Existing machine learning models of weather variability are not formulated to enable assessment of their response to varying external boundary conditions such as sea surface temperature and greenhouse gases. Here we present ACE2 (Ai2 Climate Emulator version 2) and its application to reproducing atmospheric variability over the past 80 years on timescales from days to decades. ACE2 is a 450M-parameter autoregressive machine learning emulator, operating with 6-hour temporal resolution, 1° horizontal resolution and eight vertical layers. It exactly conserves global dry air mass and moisture and can be stepped forward stably for arbitrarily many steps with a throughput of about 1500 simulated years per wall clock day. ACE2 generates emergent phenomena such as tropical cyclones, the Madden Julian Oscillation, and sudden stratospheric warmings. Furthermore, it accurately reproduces the atmospheric response to El Niño variability and global trends of temperature over the past 80 years. However, its sensitivities to separately changing sea surface temperature and carbon dioxide are not entirely realistic.

Figures (23)

• Figure 1: Global- and annual-mean series for a) 2-meter air temperature and c) total water path over 81-year evaluations of ACE2-ERA5 and ACE2-SHiELD. For each ACE2 evaluation, a three-member initial condition (IC) ensemble of the model (each initialized one day apart) is shown in solid lines, and the reference dataset is shown in dashed lines (e.g., ACE2-ERA5 vs.

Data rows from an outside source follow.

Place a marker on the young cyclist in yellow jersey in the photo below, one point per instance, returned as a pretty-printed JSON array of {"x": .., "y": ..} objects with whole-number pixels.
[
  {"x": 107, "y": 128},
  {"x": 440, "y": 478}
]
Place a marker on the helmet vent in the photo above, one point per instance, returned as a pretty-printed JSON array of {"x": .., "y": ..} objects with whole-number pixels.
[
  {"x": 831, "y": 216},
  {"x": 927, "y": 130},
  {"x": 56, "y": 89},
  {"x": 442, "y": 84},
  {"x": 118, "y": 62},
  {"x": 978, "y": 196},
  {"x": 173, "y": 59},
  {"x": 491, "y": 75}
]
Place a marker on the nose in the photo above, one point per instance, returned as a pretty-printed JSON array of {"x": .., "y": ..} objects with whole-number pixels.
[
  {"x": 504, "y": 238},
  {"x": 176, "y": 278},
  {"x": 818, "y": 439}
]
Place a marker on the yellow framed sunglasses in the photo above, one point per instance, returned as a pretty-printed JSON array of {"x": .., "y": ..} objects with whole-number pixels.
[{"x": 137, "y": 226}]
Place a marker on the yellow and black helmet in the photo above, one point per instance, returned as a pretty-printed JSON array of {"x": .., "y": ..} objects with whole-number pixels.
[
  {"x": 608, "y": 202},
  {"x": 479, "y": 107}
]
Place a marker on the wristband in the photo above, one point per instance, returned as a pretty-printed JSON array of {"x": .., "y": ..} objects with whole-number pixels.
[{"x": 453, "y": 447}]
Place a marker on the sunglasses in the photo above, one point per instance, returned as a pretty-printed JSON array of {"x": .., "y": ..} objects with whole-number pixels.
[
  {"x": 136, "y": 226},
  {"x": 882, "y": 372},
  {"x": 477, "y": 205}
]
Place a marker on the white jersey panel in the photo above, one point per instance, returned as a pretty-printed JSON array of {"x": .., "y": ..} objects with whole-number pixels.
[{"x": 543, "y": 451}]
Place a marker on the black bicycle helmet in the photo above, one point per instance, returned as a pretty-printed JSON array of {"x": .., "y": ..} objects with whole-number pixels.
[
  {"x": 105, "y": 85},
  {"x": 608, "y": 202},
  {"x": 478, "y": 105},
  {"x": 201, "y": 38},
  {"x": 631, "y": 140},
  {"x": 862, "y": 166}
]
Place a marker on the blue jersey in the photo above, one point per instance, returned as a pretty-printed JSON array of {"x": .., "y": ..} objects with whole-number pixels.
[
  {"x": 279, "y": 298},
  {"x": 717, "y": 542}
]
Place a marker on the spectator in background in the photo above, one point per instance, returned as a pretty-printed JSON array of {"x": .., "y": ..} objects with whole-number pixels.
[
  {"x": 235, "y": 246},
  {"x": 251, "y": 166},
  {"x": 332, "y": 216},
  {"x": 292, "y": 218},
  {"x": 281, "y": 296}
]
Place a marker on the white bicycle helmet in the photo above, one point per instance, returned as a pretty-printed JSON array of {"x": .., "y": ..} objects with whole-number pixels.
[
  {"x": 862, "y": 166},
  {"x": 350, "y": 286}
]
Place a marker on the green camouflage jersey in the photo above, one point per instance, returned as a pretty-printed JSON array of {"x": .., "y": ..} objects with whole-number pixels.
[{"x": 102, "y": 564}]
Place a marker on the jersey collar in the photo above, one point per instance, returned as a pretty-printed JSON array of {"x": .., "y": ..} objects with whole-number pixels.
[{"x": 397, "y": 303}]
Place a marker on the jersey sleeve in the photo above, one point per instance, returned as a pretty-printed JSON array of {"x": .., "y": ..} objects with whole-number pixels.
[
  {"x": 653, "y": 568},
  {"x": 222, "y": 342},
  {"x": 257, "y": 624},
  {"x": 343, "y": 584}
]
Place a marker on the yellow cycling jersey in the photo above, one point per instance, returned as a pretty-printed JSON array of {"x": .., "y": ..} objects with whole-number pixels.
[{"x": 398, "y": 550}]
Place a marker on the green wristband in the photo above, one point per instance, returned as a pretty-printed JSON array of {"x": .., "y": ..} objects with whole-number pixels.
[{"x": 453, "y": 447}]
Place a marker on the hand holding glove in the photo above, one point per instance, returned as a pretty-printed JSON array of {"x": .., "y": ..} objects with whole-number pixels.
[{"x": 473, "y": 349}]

ERA5 itself). The validation and test periods are shaded in dark gray and light gray, respectively. As a baseline, the ACE-climSST model WattMeyer2023 forced with the historical SST is also shown for total water path (2-meter air temperature was not predicted by this model). The "forced SST" in a) is the prescribed SST averaged over 45$^{\circ}$S to 45$^{\circ}$N in the SHiELD simulation (ERA5 SSTs are similar though not identical). The R$^2$ of the 81-year series are shown in b) and d). For ACE2-SHiELD, the skill metrics for each of four trained models are shown. Error bars indicate the range over three IC ensemble members for each model. SHiELD reference variability is the R$^2$ computed between the two SHiELD ensemble members.
• Figure 2: a) - c): Zonal- and time-mean for ACE2 (solid) and its reference datasets (dashed) over test period spanning 2001-01-01 to 2010-12-31, for selected variables. d) - f): ACE2-ERA5 time-mean biases over this time period. g) - i): ACE2-SHiELD time-mean biases over this time period. Results for a single initialization of each ACE2 model are shown.
• Figure 3: Global RMSE between the time-mean of ACE2 and its reference dataset (ERA5 or SHiELD). Error bars indicate the 95% confidence interval based on the IC ensemble. Also included are NeuralGCM error against ERA5, SHiELD reference variability, the error of ACE-climSST evaluated against the SHiELD dataset, and the error of the SHiELD simulations against ERA5. ACE-climSST did not predict 2-meter temperature or 500hPa height. NeuralGCM Kochkov2024 results are only available for total water path for a single year (2020), and so we also show 2020-only results of ACE2-ERA5.
• Figure 4: Maps of regression coefficients of predicted and reference dataset surface precipitation against the Niño 3.4 index over the 10-year test period. Single model initializations are shown. a) ACE2-ERA5, b) ACE2-SHiELD, c) ACE-climSST evaluated on SHiELD, d) ERA5 reference, e) SHiELD reference, all for the 10-year test period. Titles of panels a-c indicate the RMSE of the predicted map against its reference map; the numbers in parenthesis are for the two other initializations that are not shown. For e), the SHiELD reference variability is calculated as the RMSE between the regression coefficient maps of the two ensemble members.
• Figure 5: Tracks of tropical cyclone-like features over the 2001-2010 period for a) the IBTrACS dataset, b) ERA5, c) the C96 SHiELD model and d) ACE2-ERA5. The tracks for b)-d) are determined based on minima in sea-level pressure along with maxima in upper troposphere temperature. See main text for details. The average number of tropical cyclones across the globe per year is shown in the title of each panel, although the IBTrACS dataset is not directly comparable to the detections in other panels which use a tracking algorithm applied to 1° resolution data.